Mon cancer des os a métastasé partout.
Fils reviens !
AlainX- Kaléïd'habitué
- Humeur : stable
Re: A. Mauvais baiser
Mais quelle histoire effroyable ! Bien écrit mais qui laisse un gout amer...
C'est pourtant malheureusement si banal de ne pas correspondre au désir de ses parents ! De là à le détester !...
C'est pourtant malheureusement si banal de ne pas correspondre au désir de ses parents ! De là à le détester !...
Myrte- Kaléïd'habitué
- Humeur : Curieuse
Re: A. Mauvais baiser
Une belle fresque d'une certaine société, il me semble. Perso, je me suis toujours interrogée sur les sentiments et les rapports parents enfants,(mère fils surtout). Comme tu le dis, l'ambigüité n'est pas si rare.

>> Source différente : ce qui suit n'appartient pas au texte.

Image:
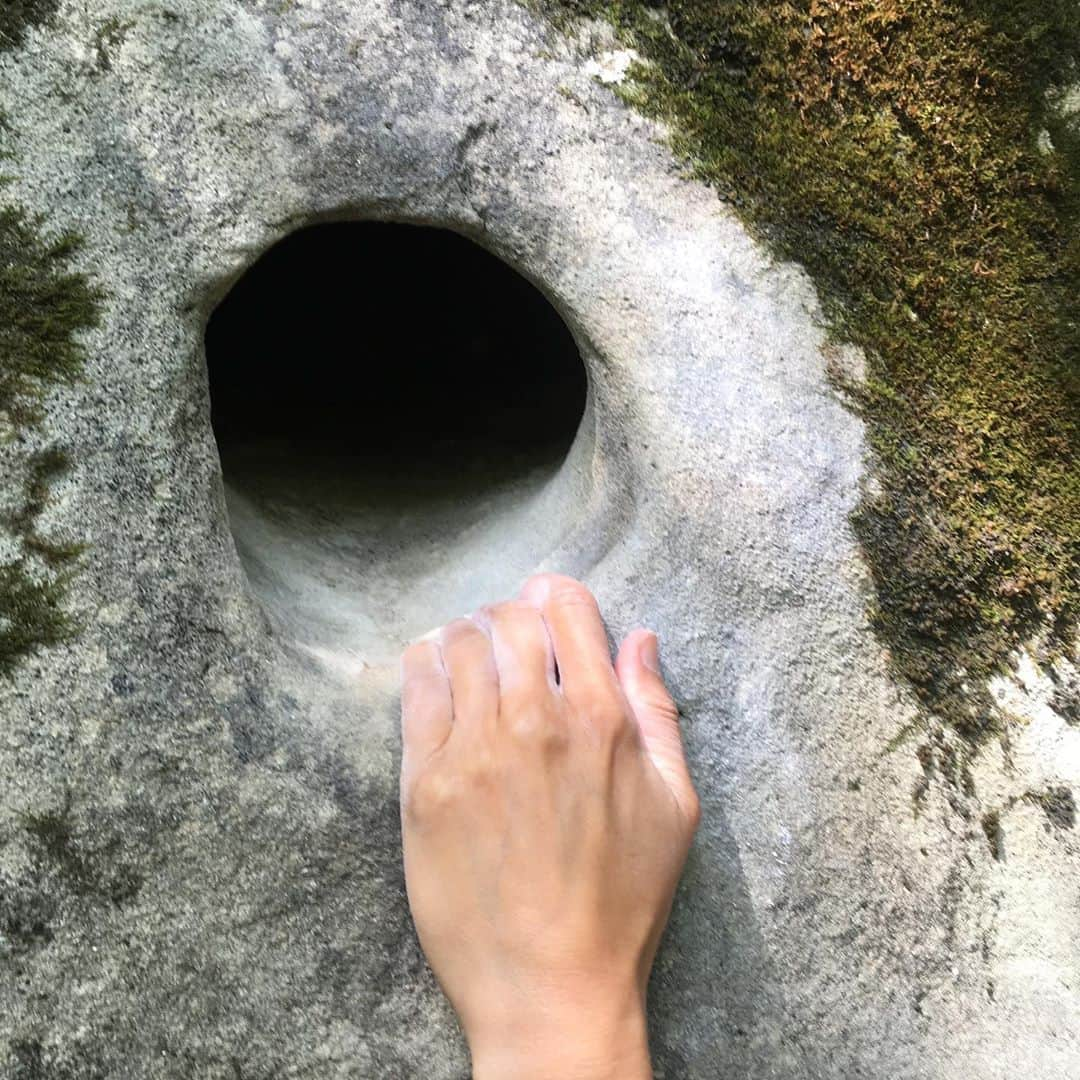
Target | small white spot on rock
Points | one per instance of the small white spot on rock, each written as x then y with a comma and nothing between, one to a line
611,67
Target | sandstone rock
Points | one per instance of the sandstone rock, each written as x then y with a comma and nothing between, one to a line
199,838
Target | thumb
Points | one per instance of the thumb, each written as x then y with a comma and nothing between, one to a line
637,666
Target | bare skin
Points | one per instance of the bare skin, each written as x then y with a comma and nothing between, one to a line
545,824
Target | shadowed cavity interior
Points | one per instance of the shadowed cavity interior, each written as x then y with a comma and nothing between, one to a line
397,414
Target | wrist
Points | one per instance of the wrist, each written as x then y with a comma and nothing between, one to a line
566,1037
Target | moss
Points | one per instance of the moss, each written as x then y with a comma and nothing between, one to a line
86,869
995,834
1057,804
110,36
43,308
16,15
893,149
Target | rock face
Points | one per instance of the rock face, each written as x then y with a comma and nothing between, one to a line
199,837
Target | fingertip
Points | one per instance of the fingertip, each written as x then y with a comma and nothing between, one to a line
640,648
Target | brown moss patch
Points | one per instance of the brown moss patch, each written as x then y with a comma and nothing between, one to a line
900,151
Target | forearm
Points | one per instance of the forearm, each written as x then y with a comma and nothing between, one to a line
572,1041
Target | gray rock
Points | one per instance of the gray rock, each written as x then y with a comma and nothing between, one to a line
199,837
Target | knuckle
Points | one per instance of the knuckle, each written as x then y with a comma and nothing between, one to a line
568,592
606,717
431,794
535,727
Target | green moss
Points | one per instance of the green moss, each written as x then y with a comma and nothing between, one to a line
892,149
16,15
995,834
43,307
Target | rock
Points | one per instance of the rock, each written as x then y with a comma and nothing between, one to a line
200,868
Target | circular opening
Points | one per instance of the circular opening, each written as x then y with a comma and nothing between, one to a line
391,404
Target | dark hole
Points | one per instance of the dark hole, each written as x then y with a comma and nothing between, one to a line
391,345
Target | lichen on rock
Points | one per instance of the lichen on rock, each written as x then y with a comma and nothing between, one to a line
43,307
894,150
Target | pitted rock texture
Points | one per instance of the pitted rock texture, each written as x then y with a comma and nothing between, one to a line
199,838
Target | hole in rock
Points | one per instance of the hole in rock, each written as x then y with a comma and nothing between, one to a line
397,415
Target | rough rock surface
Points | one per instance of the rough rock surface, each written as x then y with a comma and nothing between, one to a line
199,839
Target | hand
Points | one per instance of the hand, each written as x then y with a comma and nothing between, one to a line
545,822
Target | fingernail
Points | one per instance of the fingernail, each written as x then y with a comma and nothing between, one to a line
650,652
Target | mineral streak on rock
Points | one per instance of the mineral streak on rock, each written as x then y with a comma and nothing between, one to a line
199,832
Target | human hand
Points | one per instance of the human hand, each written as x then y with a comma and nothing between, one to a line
545,822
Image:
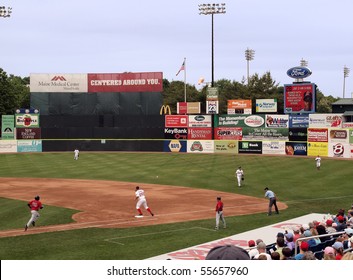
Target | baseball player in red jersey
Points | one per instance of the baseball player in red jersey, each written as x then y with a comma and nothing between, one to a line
141,201
35,205
219,213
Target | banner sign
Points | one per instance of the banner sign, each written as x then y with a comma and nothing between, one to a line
176,121
203,133
317,148
325,120
277,121
8,146
296,149
7,127
299,98
125,82
29,146
175,133
265,134
226,146
28,133
228,133
175,146
239,121
27,120
298,134
299,121
317,135
211,107
58,82
200,146
266,105
273,147
200,121
250,147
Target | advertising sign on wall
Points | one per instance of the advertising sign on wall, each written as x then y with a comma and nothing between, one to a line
296,149
176,121
226,146
58,82
175,133
203,133
27,120
200,146
228,133
28,133
273,147
266,105
125,82
299,98
200,121
250,147
7,127
325,120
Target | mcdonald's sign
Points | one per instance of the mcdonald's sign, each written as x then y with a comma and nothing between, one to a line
165,110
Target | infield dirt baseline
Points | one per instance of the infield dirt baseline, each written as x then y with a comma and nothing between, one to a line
115,206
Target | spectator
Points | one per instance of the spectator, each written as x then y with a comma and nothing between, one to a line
227,252
304,247
338,246
329,253
261,247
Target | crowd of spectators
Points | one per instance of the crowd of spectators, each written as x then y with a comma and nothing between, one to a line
330,239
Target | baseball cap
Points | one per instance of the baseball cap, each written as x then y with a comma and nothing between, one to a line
329,250
304,246
227,252
337,245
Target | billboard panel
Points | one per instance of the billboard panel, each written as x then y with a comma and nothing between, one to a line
228,133
250,147
299,98
204,133
266,105
296,149
325,120
226,146
125,82
58,82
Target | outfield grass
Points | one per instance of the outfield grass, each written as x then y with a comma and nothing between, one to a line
295,180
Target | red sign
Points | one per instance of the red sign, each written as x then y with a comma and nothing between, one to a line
228,133
176,121
203,133
126,82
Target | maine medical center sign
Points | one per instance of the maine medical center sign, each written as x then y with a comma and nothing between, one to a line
97,82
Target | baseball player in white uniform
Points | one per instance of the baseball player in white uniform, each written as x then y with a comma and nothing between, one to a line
76,152
239,174
141,201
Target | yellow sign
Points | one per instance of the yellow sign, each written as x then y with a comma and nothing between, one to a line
165,110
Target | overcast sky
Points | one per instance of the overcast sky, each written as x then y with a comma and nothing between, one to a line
112,36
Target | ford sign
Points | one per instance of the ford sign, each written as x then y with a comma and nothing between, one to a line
299,72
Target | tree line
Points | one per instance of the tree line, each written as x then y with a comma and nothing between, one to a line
15,93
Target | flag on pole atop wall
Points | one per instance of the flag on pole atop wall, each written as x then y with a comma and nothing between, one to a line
182,68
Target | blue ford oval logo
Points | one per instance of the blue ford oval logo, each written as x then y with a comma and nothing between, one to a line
299,72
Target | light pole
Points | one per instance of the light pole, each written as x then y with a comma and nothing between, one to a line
4,13
249,55
345,75
212,9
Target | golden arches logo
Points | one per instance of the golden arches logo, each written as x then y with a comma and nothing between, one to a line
165,110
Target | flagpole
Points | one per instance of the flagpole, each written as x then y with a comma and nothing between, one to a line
184,79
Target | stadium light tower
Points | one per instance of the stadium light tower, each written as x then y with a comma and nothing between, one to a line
5,13
249,55
212,9
345,75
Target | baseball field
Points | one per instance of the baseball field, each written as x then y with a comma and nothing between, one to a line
90,205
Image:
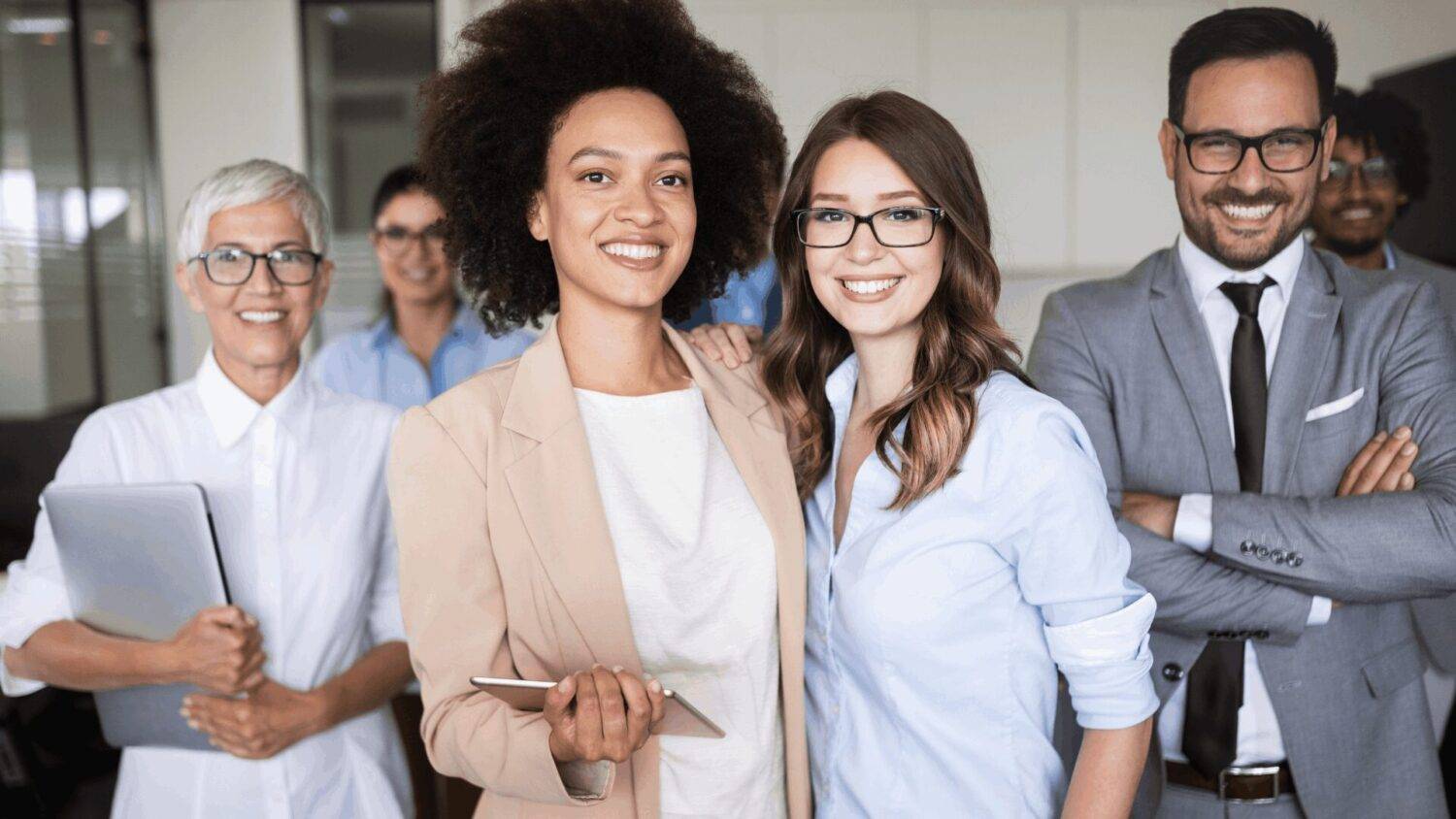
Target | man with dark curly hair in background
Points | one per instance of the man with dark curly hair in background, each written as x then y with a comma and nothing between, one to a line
609,512
1379,166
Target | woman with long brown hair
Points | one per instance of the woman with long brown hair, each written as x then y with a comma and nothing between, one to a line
960,542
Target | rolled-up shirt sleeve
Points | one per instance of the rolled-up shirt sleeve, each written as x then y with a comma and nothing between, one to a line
1072,565
35,588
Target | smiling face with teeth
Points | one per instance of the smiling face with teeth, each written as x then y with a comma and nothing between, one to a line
1353,218
617,204
419,273
871,290
256,328
1243,217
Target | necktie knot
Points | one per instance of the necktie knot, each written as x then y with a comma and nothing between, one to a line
1245,297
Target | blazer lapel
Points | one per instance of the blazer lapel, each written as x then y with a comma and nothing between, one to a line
1309,325
1185,341
555,489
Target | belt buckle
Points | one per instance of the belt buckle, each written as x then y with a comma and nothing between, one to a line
1248,771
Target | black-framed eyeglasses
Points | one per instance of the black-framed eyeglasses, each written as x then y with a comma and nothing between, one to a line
398,239
893,227
1377,172
232,267
1286,150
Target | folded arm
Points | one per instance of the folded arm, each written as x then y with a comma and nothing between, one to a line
1194,594
1372,547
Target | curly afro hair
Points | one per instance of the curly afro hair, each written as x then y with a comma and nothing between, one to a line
1388,124
488,124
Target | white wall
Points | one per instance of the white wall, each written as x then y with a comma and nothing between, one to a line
227,79
1060,101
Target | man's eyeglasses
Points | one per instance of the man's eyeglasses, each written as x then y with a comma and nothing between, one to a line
398,241
1281,151
1377,172
232,267
893,227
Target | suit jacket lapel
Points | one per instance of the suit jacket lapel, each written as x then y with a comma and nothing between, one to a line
555,489
1185,341
1309,325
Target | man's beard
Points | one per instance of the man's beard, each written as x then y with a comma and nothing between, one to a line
1206,238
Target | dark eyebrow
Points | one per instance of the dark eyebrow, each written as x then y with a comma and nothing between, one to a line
612,154
594,151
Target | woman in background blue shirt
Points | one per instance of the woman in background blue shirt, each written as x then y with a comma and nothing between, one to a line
960,544
425,343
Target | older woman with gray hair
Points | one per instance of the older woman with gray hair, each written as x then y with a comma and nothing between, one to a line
294,478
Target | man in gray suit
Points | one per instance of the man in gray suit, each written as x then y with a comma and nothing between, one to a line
1231,386
1380,165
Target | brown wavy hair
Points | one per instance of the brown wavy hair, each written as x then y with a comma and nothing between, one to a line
961,345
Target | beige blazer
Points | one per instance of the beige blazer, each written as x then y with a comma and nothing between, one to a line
507,569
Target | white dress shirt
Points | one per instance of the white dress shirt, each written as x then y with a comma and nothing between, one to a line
1260,739
296,489
701,582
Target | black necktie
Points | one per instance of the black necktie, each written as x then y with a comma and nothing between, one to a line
1216,679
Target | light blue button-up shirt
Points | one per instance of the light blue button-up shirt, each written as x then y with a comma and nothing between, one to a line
376,364
935,633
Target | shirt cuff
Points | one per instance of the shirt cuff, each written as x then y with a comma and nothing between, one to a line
585,780
1193,527
1319,611
1109,664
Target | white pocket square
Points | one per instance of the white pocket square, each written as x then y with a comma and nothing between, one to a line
1336,407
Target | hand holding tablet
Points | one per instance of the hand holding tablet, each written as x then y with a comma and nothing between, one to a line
602,713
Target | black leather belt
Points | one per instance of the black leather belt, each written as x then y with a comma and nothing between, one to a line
1257,784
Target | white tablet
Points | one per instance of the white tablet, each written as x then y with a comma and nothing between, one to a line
678,717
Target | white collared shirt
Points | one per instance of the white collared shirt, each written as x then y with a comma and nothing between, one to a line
1260,737
296,489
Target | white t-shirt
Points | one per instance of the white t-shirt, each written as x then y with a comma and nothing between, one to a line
698,568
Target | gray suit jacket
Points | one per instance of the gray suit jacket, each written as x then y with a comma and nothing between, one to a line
1435,618
1132,358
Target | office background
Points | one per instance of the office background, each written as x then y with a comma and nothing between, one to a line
113,110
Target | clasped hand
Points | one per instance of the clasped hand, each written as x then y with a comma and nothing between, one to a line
271,719
602,714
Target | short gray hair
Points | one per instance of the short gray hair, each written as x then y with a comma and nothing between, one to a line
249,183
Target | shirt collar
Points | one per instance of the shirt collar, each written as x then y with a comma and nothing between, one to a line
465,325
381,334
839,389
232,411
1206,274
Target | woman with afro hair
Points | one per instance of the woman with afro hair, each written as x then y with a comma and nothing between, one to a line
611,510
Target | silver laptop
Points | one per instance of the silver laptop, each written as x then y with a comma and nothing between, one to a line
139,560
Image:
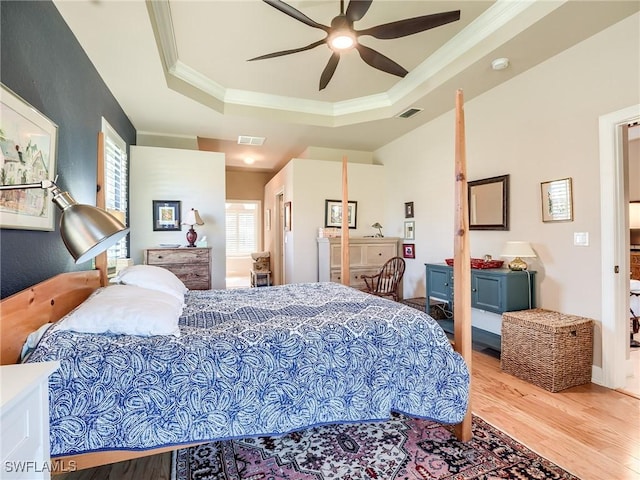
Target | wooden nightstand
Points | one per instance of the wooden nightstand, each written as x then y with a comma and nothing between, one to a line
191,265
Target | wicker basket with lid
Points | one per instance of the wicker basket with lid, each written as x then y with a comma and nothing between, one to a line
549,349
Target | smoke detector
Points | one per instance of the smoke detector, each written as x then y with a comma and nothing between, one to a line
500,63
249,140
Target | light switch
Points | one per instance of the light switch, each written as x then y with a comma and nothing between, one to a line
581,239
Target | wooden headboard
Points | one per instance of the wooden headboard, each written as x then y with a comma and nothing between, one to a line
45,302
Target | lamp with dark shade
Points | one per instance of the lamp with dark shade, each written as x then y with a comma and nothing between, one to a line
192,218
85,230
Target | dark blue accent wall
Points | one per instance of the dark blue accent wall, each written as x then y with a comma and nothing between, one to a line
42,62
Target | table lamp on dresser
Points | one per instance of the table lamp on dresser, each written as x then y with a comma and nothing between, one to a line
192,218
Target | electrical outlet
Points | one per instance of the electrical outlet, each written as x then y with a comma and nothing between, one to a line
581,239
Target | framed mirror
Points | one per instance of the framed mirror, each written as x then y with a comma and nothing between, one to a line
489,203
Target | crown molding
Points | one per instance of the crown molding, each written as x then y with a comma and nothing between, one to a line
500,22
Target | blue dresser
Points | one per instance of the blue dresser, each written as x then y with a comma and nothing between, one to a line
496,291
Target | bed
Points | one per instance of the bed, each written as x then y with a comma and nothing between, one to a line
251,362
360,356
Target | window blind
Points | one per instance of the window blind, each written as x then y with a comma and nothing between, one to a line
116,188
242,222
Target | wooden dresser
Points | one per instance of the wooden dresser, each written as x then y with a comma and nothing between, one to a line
366,256
634,264
191,265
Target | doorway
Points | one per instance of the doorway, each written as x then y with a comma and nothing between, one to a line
615,247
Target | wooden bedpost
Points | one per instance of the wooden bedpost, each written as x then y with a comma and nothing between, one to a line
462,262
101,259
344,240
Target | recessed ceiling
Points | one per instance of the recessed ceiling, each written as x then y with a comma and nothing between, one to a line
179,67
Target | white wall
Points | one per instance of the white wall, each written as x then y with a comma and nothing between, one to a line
541,125
316,181
307,184
195,178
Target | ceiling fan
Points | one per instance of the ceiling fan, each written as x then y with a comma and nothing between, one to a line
341,35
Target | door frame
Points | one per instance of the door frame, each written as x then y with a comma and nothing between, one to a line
615,246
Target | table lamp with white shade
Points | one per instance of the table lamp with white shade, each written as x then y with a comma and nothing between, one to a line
192,218
518,250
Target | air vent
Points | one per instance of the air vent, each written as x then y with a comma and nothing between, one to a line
410,112
248,140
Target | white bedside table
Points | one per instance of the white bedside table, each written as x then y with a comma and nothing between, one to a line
24,421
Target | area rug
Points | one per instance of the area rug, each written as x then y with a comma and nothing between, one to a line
399,449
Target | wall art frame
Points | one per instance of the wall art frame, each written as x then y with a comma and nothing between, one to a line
29,146
166,215
408,210
556,198
409,230
333,213
408,250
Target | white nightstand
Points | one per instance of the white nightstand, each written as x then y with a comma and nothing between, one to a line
24,416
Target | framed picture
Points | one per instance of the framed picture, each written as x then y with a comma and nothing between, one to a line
408,250
166,215
287,216
408,210
28,142
333,213
409,230
557,200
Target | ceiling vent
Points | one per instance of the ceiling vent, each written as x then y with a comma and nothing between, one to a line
409,112
248,140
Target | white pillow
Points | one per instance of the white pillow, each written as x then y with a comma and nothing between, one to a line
125,310
153,278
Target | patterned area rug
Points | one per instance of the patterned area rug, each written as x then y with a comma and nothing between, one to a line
399,449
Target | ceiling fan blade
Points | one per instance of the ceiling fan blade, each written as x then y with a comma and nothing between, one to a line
409,26
357,9
288,52
294,13
329,70
379,61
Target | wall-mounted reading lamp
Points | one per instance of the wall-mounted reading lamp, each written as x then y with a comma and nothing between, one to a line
85,230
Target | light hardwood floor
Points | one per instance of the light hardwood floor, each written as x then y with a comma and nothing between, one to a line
591,431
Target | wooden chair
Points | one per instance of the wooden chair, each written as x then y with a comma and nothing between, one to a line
385,283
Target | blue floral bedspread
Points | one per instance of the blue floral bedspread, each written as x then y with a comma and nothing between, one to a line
249,362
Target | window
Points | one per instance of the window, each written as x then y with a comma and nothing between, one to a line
243,234
116,183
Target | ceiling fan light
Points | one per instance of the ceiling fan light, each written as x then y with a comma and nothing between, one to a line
342,40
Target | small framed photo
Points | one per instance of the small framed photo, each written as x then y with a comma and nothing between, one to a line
408,250
557,200
333,213
166,215
408,210
409,230
287,216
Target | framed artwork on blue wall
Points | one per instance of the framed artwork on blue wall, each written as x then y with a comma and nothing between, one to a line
166,215
28,142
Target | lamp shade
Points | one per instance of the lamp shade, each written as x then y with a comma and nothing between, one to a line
517,249
634,215
192,218
86,230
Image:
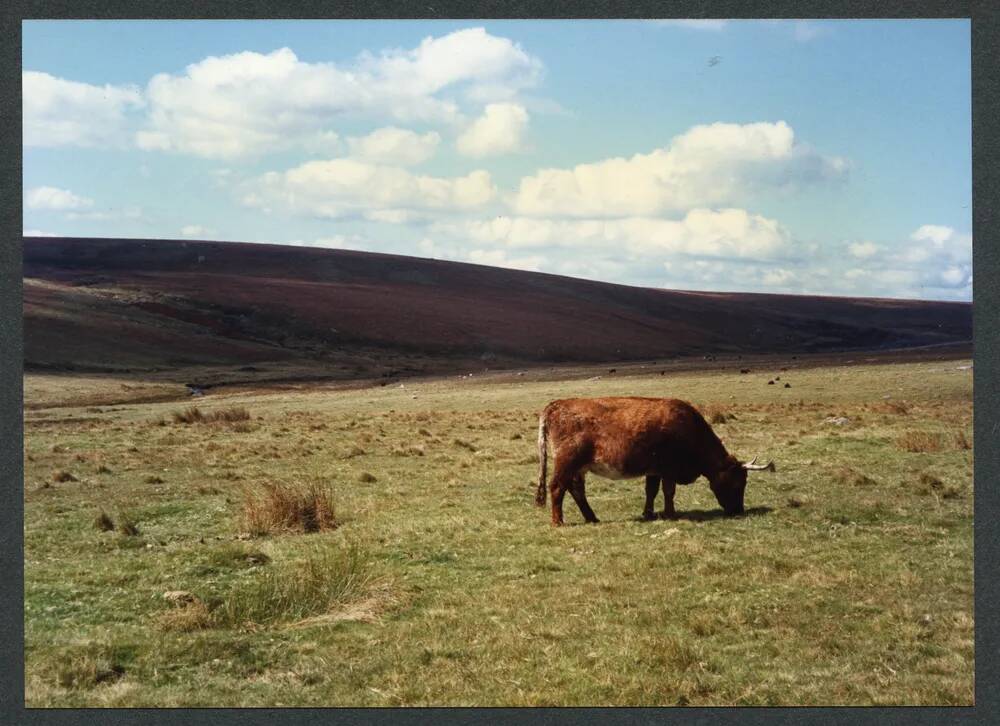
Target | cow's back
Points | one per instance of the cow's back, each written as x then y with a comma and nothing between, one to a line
632,436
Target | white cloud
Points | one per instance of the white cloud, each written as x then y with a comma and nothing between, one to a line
195,230
728,233
339,241
933,233
108,215
713,165
394,146
862,249
55,199
499,258
347,187
57,112
498,131
779,276
252,103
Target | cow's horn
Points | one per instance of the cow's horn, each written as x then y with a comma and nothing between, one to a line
753,466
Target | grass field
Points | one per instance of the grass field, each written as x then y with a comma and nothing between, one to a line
849,580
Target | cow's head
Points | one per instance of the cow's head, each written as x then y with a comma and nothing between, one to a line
729,484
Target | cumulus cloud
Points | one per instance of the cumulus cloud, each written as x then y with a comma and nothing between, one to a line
729,233
711,165
108,214
779,276
58,112
195,230
498,131
500,258
348,187
394,146
862,249
337,241
252,103
55,199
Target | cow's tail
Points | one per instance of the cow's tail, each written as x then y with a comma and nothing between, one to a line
543,435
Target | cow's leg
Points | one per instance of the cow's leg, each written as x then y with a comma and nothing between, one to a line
562,478
579,492
652,487
669,487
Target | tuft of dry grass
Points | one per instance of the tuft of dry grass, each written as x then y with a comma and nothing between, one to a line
193,414
896,408
919,442
186,617
281,507
325,578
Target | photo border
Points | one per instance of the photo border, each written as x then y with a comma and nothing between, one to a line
985,42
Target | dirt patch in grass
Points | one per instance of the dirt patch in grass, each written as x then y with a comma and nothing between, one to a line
275,507
920,442
103,522
848,476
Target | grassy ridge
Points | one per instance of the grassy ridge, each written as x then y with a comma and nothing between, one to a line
850,580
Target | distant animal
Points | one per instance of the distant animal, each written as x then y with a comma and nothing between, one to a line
665,440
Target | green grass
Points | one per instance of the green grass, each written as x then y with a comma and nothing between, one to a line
848,582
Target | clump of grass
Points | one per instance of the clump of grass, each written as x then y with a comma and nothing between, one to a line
281,507
845,475
86,667
930,484
355,450
103,522
919,442
231,556
193,414
897,408
186,617
327,577
189,415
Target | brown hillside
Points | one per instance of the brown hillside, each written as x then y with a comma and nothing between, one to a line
109,303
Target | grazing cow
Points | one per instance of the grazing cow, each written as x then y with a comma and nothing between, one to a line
663,439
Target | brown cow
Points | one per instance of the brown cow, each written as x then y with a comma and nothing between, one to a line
664,439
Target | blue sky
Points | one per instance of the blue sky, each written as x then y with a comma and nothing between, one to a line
824,157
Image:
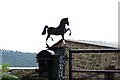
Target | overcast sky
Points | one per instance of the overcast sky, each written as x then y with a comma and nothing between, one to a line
22,21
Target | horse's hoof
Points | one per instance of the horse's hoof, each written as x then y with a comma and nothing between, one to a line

Une autre question que je me pose : comment une mère peut elle détester son enfant ? Pourtant...
Peut être un jour je trouverai la réponse.
Peut être un jour je trouverai la réponse.
Escandélia- Kaléïd'habitué
- Humeur : joyeuse
Re: A. Mauvais baiser
Je le détestais. Mais comme il arrive souvent, j'étais une mère ambiguë. En même temps je l'adorais.
Sentiment ambigü que je ne m'explique pas très bien ...
catsoniou- Kaléïd'habitué
- Humeur : couci - couça
Re: A. Mauvais baiser
catsoniou a écrit:
Sentiment ambigü que je ne m'explique pas très bien ...
Est ce qu'un jour on arrivera à comprendre les femmes ?
AlainX- Kaléïd'habitué
- Humeur : stable
Re: A. Mauvais baiser
On ne sait plus trop s'il faut plaindre ou pas cette mère si ambigüe comme tu dis !
Martine27- Kaléïd'habitué
- Humeur : Carpe diem
Re: A. Mauvais baiser
C'est très noir : comme si l'histoire n'était pas assez triste, tu en rajoutes avec la fin pour nous retirer tout espoir.
Quand aux sentiments mère/ fils, ils sont aussi ambigus que les relations mère/fille tant exploitées dans la littérature.
Quand aux sentiments mère/ fils, ils sont aussi ambigus que les relations mère/fille tant exploitées dans la littérature.
Nerwen- Modératrice
- Humeur : Légère
Re: A. Mauvais baiser
Histoire bien noire en effet, d'un enfant non désiré et rebelle de surcroît. Et pourtant c'est avec une certaine jubilation que j'ai lu que c'est ce fils justement qui a eu la force, avec ses armes, de leur plaquer cette fresque en pleine figure. Je vois dans ce geste de provocation libératoire comme une victoire sur la vie. J'ai bien aimé.